We collected drifting and benthic invertebrate samples to estimate the degree to which the composition, abundance, and biomass of invertebrates changed after Permethrin application. The first insecticide treatment at LaPrele Park occurred on the night of June 13th and into the morning of June 14th, 2013. We collected our first drift samples at sunset on June 13th (pre-application), and at sunrise the following two mornings (immediately after and 1 day following application) at both sites. We sampled invertebrate drift at the 9th Street Bridge during the first period to measure the invertebrate response to Permethrin 2.25 km downstream from treatment. We collected a second series of drift samples at 9th Street Bridge at sunset on June 18th prior to initial Permethrin application and at sunrise the following two mornings.

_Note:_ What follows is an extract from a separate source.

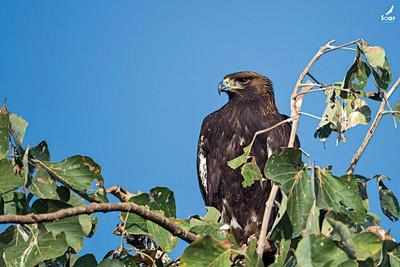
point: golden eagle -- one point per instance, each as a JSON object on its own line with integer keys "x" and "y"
{"x": 224, "y": 134}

To measure invertebrate drift, we deployed three drift nets (Wildlife Supply Company, 363 µm mesh) across the stream and collected samples for 20 min at each site on each date. We calculated flow rate and volume for each drift net using the floating ball method and adjusted surface water velocity by a factor of 0.85 (Gore, 1996). On June 13th we inadvertently captured a brown trout in a drift net at LaPrele Park while collecting samples; we omitted that replicate as the fish likely altered invertebrate densities in the sample.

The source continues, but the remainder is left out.